La escasez de agua ha dejado de ser un problema ambiental para convertirse en un riesgo operativo crítico; descubre cómo las industrias están adaptando su resiliencia ante esta nueva realidad.
Por: Rodrigo Pujol Del Toro
México se encuentra en una encrucijada crítica. Con regiones que demandan entre el 40% y el 80% de sus recursos hídricos anuales, el país enfrenta un panorama donde el agua ya no es un insumo ilimitado, sino un factor determinante para la continuidad de los negocios.

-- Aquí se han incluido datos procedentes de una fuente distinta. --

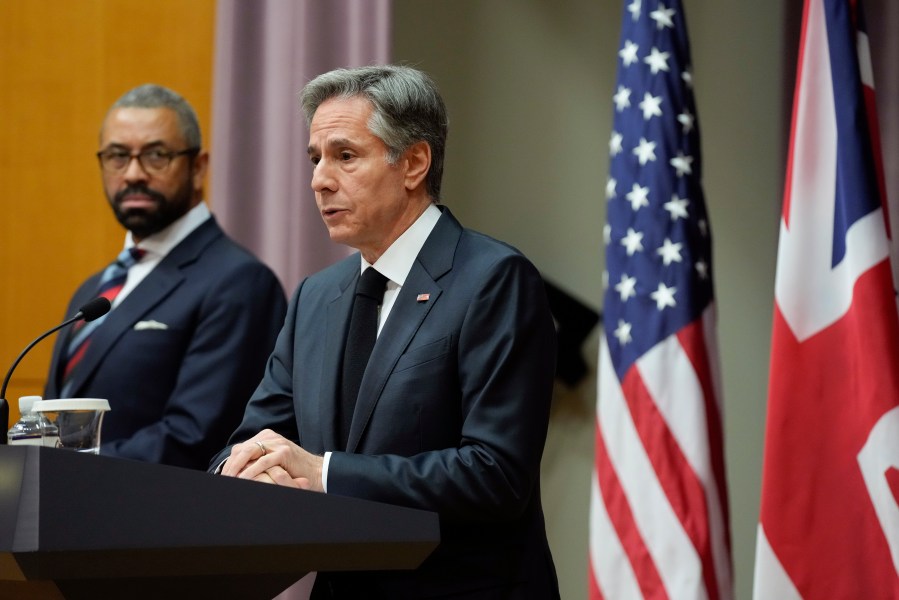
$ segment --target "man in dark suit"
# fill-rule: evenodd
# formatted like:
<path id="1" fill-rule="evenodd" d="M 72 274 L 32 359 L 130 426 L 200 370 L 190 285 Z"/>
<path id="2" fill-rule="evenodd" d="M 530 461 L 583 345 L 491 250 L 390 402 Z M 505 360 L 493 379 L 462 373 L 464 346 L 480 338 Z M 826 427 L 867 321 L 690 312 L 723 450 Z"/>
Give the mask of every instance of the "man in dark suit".
<path id="1" fill-rule="evenodd" d="M 101 454 L 206 468 L 262 376 L 284 291 L 203 202 L 209 155 L 181 96 L 127 92 L 106 115 L 97 156 L 127 230 L 122 256 L 137 261 L 75 292 L 66 314 L 97 295 L 113 308 L 58 336 L 44 397 L 108 399 Z"/>
<path id="2" fill-rule="evenodd" d="M 441 543 L 418 569 L 319 573 L 313 598 L 557 598 L 539 483 L 555 330 L 540 275 L 437 206 L 447 117 L 427 75 L 337 70 L 302 106 L 322 218 L 359 253 L 300 284 L 212 465 L 439 514 Z M 353 408 L 342 357 L 370 269 L 388 281 Z"/>

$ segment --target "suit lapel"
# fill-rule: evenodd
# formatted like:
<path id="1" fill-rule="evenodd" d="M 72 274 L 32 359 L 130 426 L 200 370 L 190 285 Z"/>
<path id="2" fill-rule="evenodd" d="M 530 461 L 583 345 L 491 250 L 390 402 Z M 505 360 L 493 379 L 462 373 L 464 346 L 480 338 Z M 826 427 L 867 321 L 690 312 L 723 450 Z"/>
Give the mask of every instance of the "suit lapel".
<path id="1" fill-rule="evenodd" d="M 343 348 L 346 344 L 346 331 L 349 327 L 349 314 L 353 306 L 356 291 L 356 280 L 359 279 L 359 256 L 354 254 L 351 264 L 353 269 L 337 282 L 334 297 L 326 311 L 325 339 L 322 348 L 321 393 L 318 402 L 318 418 L 323 448 L 337 448 L 337 403 L 340 395 L 337 384 L 340 381 L 340 367 L 343 360 Z M 302 400 L 302 399 L 301 399 Z"/>
<path id="2" fill-rule="evenodd" d="M 438 280 L 453 264 L 462 227 L 448 209 L 428 236 L 403 284 L 362 376 L 347 451 L 355 452 L 393 368 L 443 293 Z M 426 301 L 419 301 L 427 294 Z M 345 318 L 345 317 L 344 317 Z"/>
<path id="3" fill-rule="evenodd" d="M 194 262 L 203 250 L 222 234 L 213 218 L 197 227 L 190 235 L 175 246 L 150 272 L 128 297 L 111 311 L 103 323 L 91 334 L 91 342 L 72 382 L 72 394 L 78 395 L 84 384 L 90 380 L 115 343 L 141 317 L 169 296 L 181 282 L 181 269 Z M 140 357 L 134 357 L 140 360 Z"/>

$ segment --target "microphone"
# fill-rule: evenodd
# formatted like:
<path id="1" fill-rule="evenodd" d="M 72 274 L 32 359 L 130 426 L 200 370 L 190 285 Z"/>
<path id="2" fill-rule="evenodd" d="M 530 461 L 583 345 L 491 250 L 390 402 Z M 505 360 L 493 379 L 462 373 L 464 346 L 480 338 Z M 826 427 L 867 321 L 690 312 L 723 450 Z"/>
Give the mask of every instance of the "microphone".
<path id="1" fill-rule="evenodd" d="M 25 346 L 25 349 L 19 354 L 15 361 L 13 361 L 12 366 L 9 368 L 9 371 L 6 373 L 6 378 L 3 380 L 3 387 L 0 387 L 0 422 L 6 423 L 4 425 L 4 429 L 9 424 L 9 402 L 6 400 L 6 386 L 9 384 L 9 378 L 12 377 L 12 372 L 16 370 L 16 367 L 19 366 L 19 363 L 25 358 L 25 355 L 28 354 L 28 351 L 31 350 L 39 341 L 50 335 L 55 331 L 59 331 L 66 325 L 71 325 L 75 321 L 80 321 L 84 319 L 85 321 L 95 321 L 99 319 L 103 315 L 109 312 L 112 308 L 112 305 L 109 303 L 109 300 L 100 296 L 98 298 L 94 298 L 80 309 L 75 315 L 66 319 L 56 327 L 50 329 L 49 331 L 45 331 L 41 335 L 37 337 L 33 342 Z M 6 436 L 0 435 L 0 444 L 6 443 Z"/>

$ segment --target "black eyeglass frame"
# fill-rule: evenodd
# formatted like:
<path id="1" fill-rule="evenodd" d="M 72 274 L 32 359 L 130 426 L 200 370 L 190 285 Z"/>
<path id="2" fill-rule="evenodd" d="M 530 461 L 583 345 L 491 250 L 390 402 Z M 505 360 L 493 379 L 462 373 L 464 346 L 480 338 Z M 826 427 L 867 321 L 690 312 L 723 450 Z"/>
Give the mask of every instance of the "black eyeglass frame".
<path id="1" fill-rule="evenodd" d="M 200 153 L 200 148 L 193 147 L 193 148 L 185 148 L 184 150 L 162 150 L 160 148 L 147 148 L 145 150 L 141 150 L 140 152 L 124 152 L 124 151 L 118 150 L 118 151 L 115 151 L 116 154 L 127 154 L 128 160 L 125 161 L 125 164 L 123 164 L 119 168 L 110 168 L 110 167 L 106 166 L 106 163 L 104 162 L 103 157 L 108 156 L 108 154 L 113 151 L 115 151 L 115 150 L 113 150 L 112 148 L 107 148 L 106 150 L 100 150 L 99 152 L 97 152 L 97 160 L 100 162 L 100 168 L 104 172 L 115 175 L 115 174 L 124 173 L 125 171 L 127 171 L 128 165 L 130 165 L 131 161 L 134 160 L 135 158 L 137 159 L 137 164 L 139 164 L 140 168 L 143 169 L 145 172 L 147 172 L 147 173 L 162 173 L 163 171 L 168 169 L 172 165 L 172 161 L 175 160 L 176 158 L 178 158 L 179 156 L 190 156 L 191 158 L 193 158 L 197 154 Z M 146 154 L 148 154 L 150 152 L 154 152 L 156 154 L 165 156 L 168 159 L 168 161 L 162 167 L 147 168 L 147 165 L 144 164 L 143 158 L 145 157 Z"/>

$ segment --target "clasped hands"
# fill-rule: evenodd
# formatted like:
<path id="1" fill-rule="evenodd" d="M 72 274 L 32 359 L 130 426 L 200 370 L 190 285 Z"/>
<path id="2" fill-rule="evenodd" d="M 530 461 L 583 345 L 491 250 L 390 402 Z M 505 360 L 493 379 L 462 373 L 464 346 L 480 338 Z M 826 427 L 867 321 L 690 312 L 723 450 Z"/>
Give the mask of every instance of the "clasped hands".
<path id="1" fill-rule="evenodd" d="M 323 461 L 321 456 L 264 429 L 231 448 L 222 475 L 323 492 Z"/>

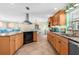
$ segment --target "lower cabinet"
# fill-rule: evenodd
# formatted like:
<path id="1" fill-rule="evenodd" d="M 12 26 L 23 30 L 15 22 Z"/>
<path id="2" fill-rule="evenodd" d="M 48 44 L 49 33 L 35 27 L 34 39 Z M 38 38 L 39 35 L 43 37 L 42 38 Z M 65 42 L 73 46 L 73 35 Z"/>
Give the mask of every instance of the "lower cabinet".
<path id="1" fill-rule="evenodd" d="M 0 36 L 0 55 L 12 55 L 23 45 L 23 33 Z"/>
<path id="2" fill-rule="evenodd" d="M 59 36 L 53 32 L 48 32 L 47 39 L 51 45 L 55 48 L 58 54 L 68 55 L 68 39 Z"/>
<path id="3" fill-rule="evenodd" d="M 33 32 L 33 41 L 36 42 L 37 41 L 37 32 Z"/>
<path id="4" fill-rule="evenodd" d="M 14 54 L 15 51 L 15 36 L 10 36 L 10 54 Z"/>
<path id="5" fill-rule="evenodd" d="M 9 42 L 9 37 L 1 36 L 0 37 L 0 55 L 9 55 L 10 54 L 10 42 Z"/>

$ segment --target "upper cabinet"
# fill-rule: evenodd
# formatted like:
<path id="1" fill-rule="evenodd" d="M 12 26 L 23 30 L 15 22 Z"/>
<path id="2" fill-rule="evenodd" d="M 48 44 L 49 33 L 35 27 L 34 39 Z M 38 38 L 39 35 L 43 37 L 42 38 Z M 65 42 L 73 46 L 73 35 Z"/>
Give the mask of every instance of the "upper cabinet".
<path id="1" fill-rule="evenodd" d="M 51 21 L 49 22 L 52 26 L 56 25 L 65 25 L 66 24 L 66 15 L 64 10 L 58 11 L 55 15 L 51 17 Z M 49 18 L 50 19 L 50 18 Z"/>
<path id="2" fill-rule="evenodd" d="M 66 15 L 65 11 L 62 10 L 59 12 L 59 25 L 65 25 L 66 24 Z"/>

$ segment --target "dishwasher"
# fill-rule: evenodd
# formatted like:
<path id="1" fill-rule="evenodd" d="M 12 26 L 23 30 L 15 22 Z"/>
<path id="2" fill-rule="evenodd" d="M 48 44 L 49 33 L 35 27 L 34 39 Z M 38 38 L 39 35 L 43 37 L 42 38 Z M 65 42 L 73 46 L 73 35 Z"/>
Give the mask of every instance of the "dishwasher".
<path id="1" fill-rule="evenodd" d="M 79 55 L 79 43 L 69 40 L 69 55 Z"/>

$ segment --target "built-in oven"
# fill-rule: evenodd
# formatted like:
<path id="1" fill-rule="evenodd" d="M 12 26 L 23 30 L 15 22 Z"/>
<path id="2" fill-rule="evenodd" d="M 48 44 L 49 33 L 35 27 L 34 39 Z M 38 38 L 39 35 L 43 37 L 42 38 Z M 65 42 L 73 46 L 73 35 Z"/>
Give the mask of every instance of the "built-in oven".
<path id="1" fill-rule="evenodd" d="M 79 55 L 79 43 L 69 40 L 69 55 Z"/>

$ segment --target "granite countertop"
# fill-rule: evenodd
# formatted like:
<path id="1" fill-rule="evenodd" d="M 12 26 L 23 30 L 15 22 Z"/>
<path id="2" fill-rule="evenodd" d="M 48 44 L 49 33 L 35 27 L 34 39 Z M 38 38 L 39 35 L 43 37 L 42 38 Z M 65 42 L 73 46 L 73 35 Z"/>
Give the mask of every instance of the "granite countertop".
<path id="1" fill-rule="evenodd" d="M 58 32 L 53 32 L 53 33 L 55 33 L 55 34 L 57 34 L 57 35 L 59 35 L 59 36 L 63 36 L 63 37 L 65 37 L 65 38 L 67 38 L 67 39 L 69 39 L 69 40 L 71 40 L 71 41 L 76 42 L 76 43 L 79 43 L 79 37 L 66 36 L 65 34 L 58 33 Z"/>

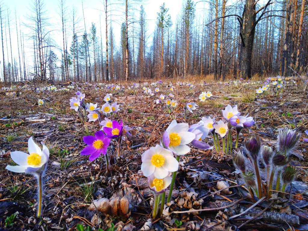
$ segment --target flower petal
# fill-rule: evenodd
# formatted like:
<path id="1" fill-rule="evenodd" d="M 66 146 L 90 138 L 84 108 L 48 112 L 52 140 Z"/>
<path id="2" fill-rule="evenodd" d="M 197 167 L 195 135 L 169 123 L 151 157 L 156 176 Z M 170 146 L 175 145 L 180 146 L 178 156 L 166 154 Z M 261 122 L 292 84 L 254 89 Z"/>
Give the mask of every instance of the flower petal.
<path id="1" fill-rule="evenodd" d="M 11 152 L 11 158 L 14 162 L 19 165 L 27 165 L 27 158 L 29 155 L 26 153 L 19 151 L 15 151 Z"/>

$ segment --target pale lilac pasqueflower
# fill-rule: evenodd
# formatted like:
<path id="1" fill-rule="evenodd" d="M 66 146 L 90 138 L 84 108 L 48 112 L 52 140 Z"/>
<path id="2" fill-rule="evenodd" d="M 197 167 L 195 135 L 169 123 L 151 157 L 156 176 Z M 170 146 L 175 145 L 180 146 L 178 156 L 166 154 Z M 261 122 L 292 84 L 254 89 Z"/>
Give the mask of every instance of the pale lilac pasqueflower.
<path id="1" fill-rule="evenodd" d="M 163 136 L 162 143 L 164 146 L 178 156 L 188 153 L 190 148 L 186 144 L 196 137 L 195 134 L 188 131 L 188 124 L 178 124 L 175 120 L 172 120 Z"/>
<path id="2" fill-rule="evenodd" d="M 153 175 L 155 178 L 163 179 L 169 172 L 175 172 L 179 168 L 179 162 L 172 152 L 159 144 L 145 151 L 141 158 L 141 170 L 147 177 Z"/>
<path id="3" fill-rule="evenodd" d="M 148 184 L 151 190 L 156 193 L 161 193 L 166 191 L 172 180 L 172 178 L 169 176 L 159 179 L 151 175 L 148 177 Z"/>
<path id="4" fill-rule="evenodd" d="M 112 127 L 111 128 L 104 127 L 103 131 L 110 139 L 118 138 L 122 135 L 123 131 L 123 123 L 122 120 L 121 120 L 120 124 L 116 120 L 113 120 Z"/>
<path id="5" fill-rule="evenodd" d="M 94 136 L 83 136 L 83 142 L 88 146 L 81 151 L 82 155 L 90 155 L 90 161 L 98 158 L 101 154 L 106 155 L 107 147 L 110 143 L 111 139 L 105 136 L 102 131 L 99 131 L 94 133 Z"/>
<path id="6" fill-rule="evenodd" d="M 88 111 L 95 111 L 97 107 L 97 103 L 96 103 L 95 104 L 93 104 L 91 103 L 87 103 L 86 104 L 86 106 L 87 107 L 87 110 Z"/>
<path id="7" fill-rule="evenodd" d="M 239 116 L 241 113 L 237 111 L 237 105 L 236 105 L 232 108 L 230 105 L 228 104 L 224 110 L 221 110 L 222 116 L 227 121 L 229 119 L 234 116 Z"/>
<path id="8" fill-rule="evenodd" d="M 215 129 L 215 132 L 221 137 L 224 137 L 228 131 L 228 123 L 225 123 L 222 120 L 220 120 L 217 124 L 213 124 L 213 127 Z"/>
<path id="9" fill-rule="evenodd" d="M 188 103 L 186 104 L 186 108 L 188 111 L 192 113 L 192 110 L 195 110 L 196 109 L 196 106 L 197 106 L 194 103 Z"/>
<path id="10" fill-rule="evenodd" d="M 111 104 L 111 110 L 112 110 L 112 112 L 114 113 L 115 112 L 117 112 L 120 111 L 120 109 L 119 109 L 119 106 L 117 104 L 116 101 Z"/>
<path id="11" fill-rule="evenodd" d="M 70 99 L 70 102 L 71 109 L 73 109 L 76 111 L 78 111 L 78 109 L 80 106 L 80 100 L 79 100 L 79 98 L 72 97 L 72 98 Z"/>
<path id="12" fill-rule="evenodd" d="M 98 119 L 99 115 L 95 111 L 90 111 L 87 117 L 89 118 L 89 122 L 96 121 Z"/>
<path id="13" fill-rule="evenodd" d="M 14 172 L 41 173 L 45 170 L 49 157 L 49 150 L 43 143 L 42 144 L 43 149 L 41 150 L 31 136 L 28 140 L 29 154 L 19 151 L 12 152 L 11 157 L 18 165 L 8 165 L 5 168 Z"/>
<path id="14" fill-rule="evenodd" d="M 106 103 L 103 105 L 103 107 L 102 107 L 102 111 L 103 113 L 106 115 L 112 112 L 111 106 L 108 102 L 106 102 Z"/>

Lo más preocupante es que el 60% del PIB nacional se genera precisamente en zonas con estrés hídrico extremo, principalmente en polos industriales como Nuevo León, el Estado de México, Baja California y el Bajío.
Como señala Carlos Pasquel, director de Responsabilidad Civil y ESG en HDI Global México, la presión sobre el agua está forzando a las empresas a una reconfiguración total: desde el cumplimiento regulatorio estricto hasta la trazabilidad absoluta de sus descargas. Ya no basta con ser eficientes; ahora es obligatorio ser resilientes ante escenarios de escasez prolongada.
Los tres pilares para no detener la operación
Para sobrevivir a este entorno de restricciones, los expertos sugieren enfocar la estrategia en tres ejes fundamentales:
- Eficiencia productiva: No se trata solo de ahorrar agua, sino de integrar planes de reutilización, monitoreo constante de descargas y protocolos de continuidad operativa. La inversión en infraestructura de tratamiento es hoy el salvavidas de cualquier planta industrial.
- Cumplimiento normativo de alto nivel: Las leyes ambientales son cada vez más severas. Incumplir con las condiciones de las concesiones de agua puede derivar no solo en sanciones administrativas, sino incluso en responsabilidades penales. Las empresas deben integrar evaluaciones de riesgo climático y legal de manera permanente.
- Relación con el entorno: En un contexto de escasez, el impacto social lo es todo. La continuidad operativa depende directamente de una relación sostenible con las comunidades locales; cualquier conflicto derivado de un uso inadecuado del agua puede frenar la operación por completo.
El seguro ambiental como aliado estratégico
Ante este panorama, la gestión de riesgos ha dado un salto hacia la prevención profesional. Los seguros ambientales y de responsabilidad civil se han consolidado como herramientas esenciales. Más allá de cubrir un incidente, estos instrumentos ofrecen un respaldo vital frente a reclamaciones de terceros, gastos legales y responsabilidades derivadas de contingencias que, aunque se prevengan, pueden materializarse en cualquier momento.
La gestión del agua es, hoy por hoy, un indicador de la madurez de una organización. Las empresas que logren equilibrar su productividad con una gobernanza hídrica impecable serán las que lideren el mercado mexicano en los próximos años, convirtiendo este reto en una ventaja competitiva de sostenibilidad real. Si tu empresa depende de procesos intensivos en agua, te recomiendo encarecidamente revisar sus planes de resiliencia y evaluar cómo estas herramientas de protección pueden blindar tu operación ante la incertidumbre climática que estamos viviendo. ¡Es mejor prevenir que lamentar cuando se trata de la estabilidad de tu negocio!